Sociologist Stephen Kent, who has tracked the tactics of the controversial church since the early 1980s, read the winds of change in social attitudes and asserted that Scientology may soon be facing the end of its days.
It only took a one-degree rise to set off a chain of events disrupting the entire ecology of the world’s largest High Arctic lake—a bigger change in the last 10 years than the lake had seen over the previous three centuries.
Experts revealed how simple and effective it can be to build muscle and strength without spending your life in the gym, and dispelled six common weightlifting myths.
U of A cancer researchers pinpointed 11 genes linked with how the disease spreads—or, as oncology researcher John Lewis put it, “11 new ways to potentially end metastasis.”
Privacy expert Steven Penney offered some free legal advice for Canadians travelling to or from the United States: don’t leave anything on your electronic devices you don’t want customs officials to see.
A U.S.-based sect called the New Apostolic Reformation is preaching the gospel of reconciliation in hopes of recruiting Indigenous followers, but it’s really just substituting one form of colonialism for another, warned a U of A post-doc who has studied evangelical movements in Canada.

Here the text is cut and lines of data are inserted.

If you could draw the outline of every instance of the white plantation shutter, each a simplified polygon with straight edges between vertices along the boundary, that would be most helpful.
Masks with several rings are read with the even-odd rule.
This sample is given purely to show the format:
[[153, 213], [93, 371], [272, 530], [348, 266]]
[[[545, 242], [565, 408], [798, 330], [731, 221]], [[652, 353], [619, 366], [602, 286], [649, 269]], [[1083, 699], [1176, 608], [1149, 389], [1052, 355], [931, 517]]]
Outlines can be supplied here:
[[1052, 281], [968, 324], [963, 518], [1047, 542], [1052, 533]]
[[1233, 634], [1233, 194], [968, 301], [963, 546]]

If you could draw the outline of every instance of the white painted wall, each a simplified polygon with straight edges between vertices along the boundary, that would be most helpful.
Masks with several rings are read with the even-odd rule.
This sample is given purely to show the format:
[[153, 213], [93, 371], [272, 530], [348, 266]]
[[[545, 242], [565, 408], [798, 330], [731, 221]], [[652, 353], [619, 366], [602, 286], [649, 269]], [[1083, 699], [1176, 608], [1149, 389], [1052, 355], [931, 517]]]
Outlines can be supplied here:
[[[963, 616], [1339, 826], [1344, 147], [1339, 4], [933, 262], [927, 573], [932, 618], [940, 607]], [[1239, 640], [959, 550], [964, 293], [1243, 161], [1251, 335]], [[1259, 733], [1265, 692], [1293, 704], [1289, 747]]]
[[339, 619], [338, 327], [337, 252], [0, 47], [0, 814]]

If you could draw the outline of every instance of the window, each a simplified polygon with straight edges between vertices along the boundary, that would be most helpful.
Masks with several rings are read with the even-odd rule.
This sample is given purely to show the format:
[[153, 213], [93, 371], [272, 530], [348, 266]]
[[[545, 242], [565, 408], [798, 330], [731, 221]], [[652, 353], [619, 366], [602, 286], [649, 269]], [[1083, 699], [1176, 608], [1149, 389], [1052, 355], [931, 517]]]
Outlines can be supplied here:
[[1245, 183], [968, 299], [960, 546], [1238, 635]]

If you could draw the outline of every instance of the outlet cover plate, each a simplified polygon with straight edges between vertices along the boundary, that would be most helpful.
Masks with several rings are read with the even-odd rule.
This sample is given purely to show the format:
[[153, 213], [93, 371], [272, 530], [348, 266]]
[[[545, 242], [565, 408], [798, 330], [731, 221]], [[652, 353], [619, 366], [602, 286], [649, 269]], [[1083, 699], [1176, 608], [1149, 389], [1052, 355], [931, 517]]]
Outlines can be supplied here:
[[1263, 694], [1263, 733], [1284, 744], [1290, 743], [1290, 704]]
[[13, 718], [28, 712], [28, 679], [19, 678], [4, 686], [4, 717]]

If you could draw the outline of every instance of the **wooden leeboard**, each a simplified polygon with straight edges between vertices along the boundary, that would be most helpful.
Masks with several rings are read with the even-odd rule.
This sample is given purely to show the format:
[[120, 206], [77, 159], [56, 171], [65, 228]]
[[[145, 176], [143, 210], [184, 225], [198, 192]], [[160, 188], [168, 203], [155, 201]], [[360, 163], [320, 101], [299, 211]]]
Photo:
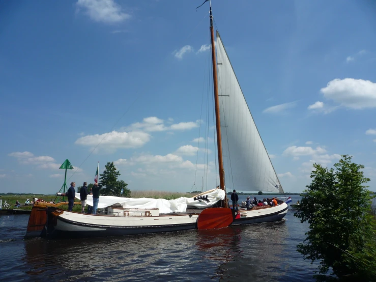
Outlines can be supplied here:
[[215, 229], [227, 227], [234, 220], [231, 209], [227, 208], [208, 208], [198, 216], [197, 229]]

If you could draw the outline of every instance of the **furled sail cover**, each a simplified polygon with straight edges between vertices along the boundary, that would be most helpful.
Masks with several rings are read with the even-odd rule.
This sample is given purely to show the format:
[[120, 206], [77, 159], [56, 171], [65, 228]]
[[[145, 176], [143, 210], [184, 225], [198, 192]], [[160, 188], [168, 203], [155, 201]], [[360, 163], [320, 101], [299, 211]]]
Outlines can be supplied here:
[[283, 193], [218, 33], [217, 60], [227, 190]]

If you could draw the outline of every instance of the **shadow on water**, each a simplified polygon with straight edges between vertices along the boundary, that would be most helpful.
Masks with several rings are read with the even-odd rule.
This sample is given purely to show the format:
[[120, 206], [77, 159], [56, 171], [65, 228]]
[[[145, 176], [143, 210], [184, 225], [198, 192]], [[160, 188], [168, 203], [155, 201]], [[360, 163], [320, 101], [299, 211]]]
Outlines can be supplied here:
[[[305, 229], [290, 213], [280, 222], [216, 230], [57, 240], [22, 240], [27, 218], [18, 218], [16, 228], [0, 222], [0, 238], [13, 240], [0, 242], [12, 254], [0, 266], [5, 280], [314, 280], [295, 250]], [[3, 232], [9, 228], [10, 235]]]

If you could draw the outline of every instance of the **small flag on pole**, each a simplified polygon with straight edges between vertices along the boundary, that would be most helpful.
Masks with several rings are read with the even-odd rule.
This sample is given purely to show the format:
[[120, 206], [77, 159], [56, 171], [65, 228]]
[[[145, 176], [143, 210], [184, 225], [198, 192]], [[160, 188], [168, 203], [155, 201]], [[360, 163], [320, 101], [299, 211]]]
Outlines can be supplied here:
[[98, 167], [97, 167], [97, 172], [95, 173], [95, 176], [94, 177], [94, 182], [98, 184], [98, 179], [99, 176], [99, 162], [98, 162]]
[[209, 1], [209, 0], [205, 0], [205, 1], [204, 2], [204, 3], [203, 3], [202, 4], [201, 4], [201, 5], [200, 5], [200, 6], [198, 6], [198, 7], [197, 7], [197, 8], [196, 8], [196, 9], [198, 9], [199, 8], [200, 8], [200, 7], [201, 6], [203, 6], [203, 5], [204, 4], [205, 4], [205, 3], [207, 3], [207, 2], [208, 2], [208, 1]]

With as many as 20 poisonous varieties of mushroom dotting the Prairie provinces and no easy way to tell them from the edible kind, this advice from ecologist Michael Schulz was eminently sensible: “Don’t start picking them for eating until you know for sure which ones are safe.”
Sleep expert Cary Brown put to rest some common sleep myths and offered four practical tips for getting more restful slumber without resorting to sedatives.
Political scientist Laurie Adkin asserted that the interminable debate over the Trans Mountain Pipeline expansion reveals a leadership crisis in two levels of government. “What matters is what governments do,” she wrote, “not what they say they believe.”